Gradually replacing Flake White. Early pigment formulations did have problems with film strength so it was always mixed with zinc oxide. Some older documents warn that Titanium does not react with oil to create a mixed paste, so it is less likely to mask yellowing of the oil. Modern pigments have been produced with greater film stability, resisting well the effects of heat, light, and atmosphere. It possesses the highest tint resistance of any white, is the most opaque, and, in its present form, it is very permanent. But the pigment still creates slow drying and brittle films.

 Opaque 1
Lightfastness: I
Oil Absorption: Low (18-30g)
Oil Film: slow drying, brittle
Recommended brands: from the tubes tested above, only Lefranc & Bourgeois, Mussini and Blockx stayed white over time. I suggest you leave your white paints on blotting paper for a few minutes to absorb the excess of oil and reduce the yellowing of the painting.

Zinc White: Chinese White, Snow White, Zinc Oxide (PW4)

Yellowing test Winsor & Newton: W&N Underpainting White (PW6+PW4), W&N Transparent White (PW6+PW4)

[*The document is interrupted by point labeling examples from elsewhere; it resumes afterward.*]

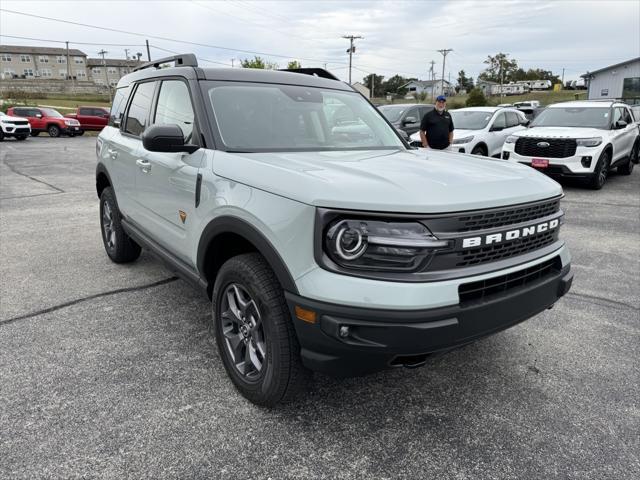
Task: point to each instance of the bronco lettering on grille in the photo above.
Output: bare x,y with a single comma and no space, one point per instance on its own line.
510,235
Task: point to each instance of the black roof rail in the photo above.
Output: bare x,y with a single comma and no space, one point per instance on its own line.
316,72
183,60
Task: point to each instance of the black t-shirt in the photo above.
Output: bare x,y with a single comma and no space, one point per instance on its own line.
437,127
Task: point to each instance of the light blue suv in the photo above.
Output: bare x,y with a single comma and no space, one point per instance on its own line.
322,248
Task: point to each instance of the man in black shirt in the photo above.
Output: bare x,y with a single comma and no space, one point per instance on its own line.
436,128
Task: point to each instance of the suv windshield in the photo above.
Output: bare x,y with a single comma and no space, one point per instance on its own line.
393,113
264,117
470,120
573,117
49,112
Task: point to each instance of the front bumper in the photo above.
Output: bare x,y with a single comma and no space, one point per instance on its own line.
378,339
582,164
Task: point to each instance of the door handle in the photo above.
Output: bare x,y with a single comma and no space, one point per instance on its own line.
144,165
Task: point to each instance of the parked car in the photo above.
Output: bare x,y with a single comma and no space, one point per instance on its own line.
583,139
406,117
319,250
481,130
47,120
13,127
90,118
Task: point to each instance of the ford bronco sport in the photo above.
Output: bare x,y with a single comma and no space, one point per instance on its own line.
322,248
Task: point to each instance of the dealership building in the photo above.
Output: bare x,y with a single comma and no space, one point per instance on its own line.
617,82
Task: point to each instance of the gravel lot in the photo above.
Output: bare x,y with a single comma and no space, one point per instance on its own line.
108,371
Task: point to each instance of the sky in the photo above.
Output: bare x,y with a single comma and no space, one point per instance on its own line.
399,37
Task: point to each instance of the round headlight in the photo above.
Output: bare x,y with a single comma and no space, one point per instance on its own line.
349,243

It is a brilliant cold white that is very stable, but it dries much more slowly than lead white. It creates a hard, brittle film which should not be used for priming or layered painting techniques as it creates one of the least elastic oil films. It is acceptable for alla prima painting and is recommended for the impressionist or sketch artist who wants a brilliant white. Unlike lead white, zinc does not yellow when it comes into contact with sulfur fumes. The pigment might not change, but its transparency will reveal the yellowing of the linseed oil. It creates a hard, brittle film of soapy crystals that can chalk and speed the appearance of fading in organic colors, though it is said to be stable in mixtures with inorganics. In mixtures with Titanium it is said to be beneficial, making the paint more weatherfast. It does absorb UV radiation (used in sunblock) which may reduce the effects of UV on paint film deterioration. It is the most transparent of the available white pigments.

 Semi-Transparent 3
Lightfastness: I
Oil Absorption: Very Low (10-22g) but too brittle for underpainting
Oil Film: very slow drying, hard, brittle, only acceptable for alla prima technique on rigid boards
Recommended brand: not recommended, it’s transparency tends to reveal the yellowing of the oil paint. Very brittle, it tends to delaminate.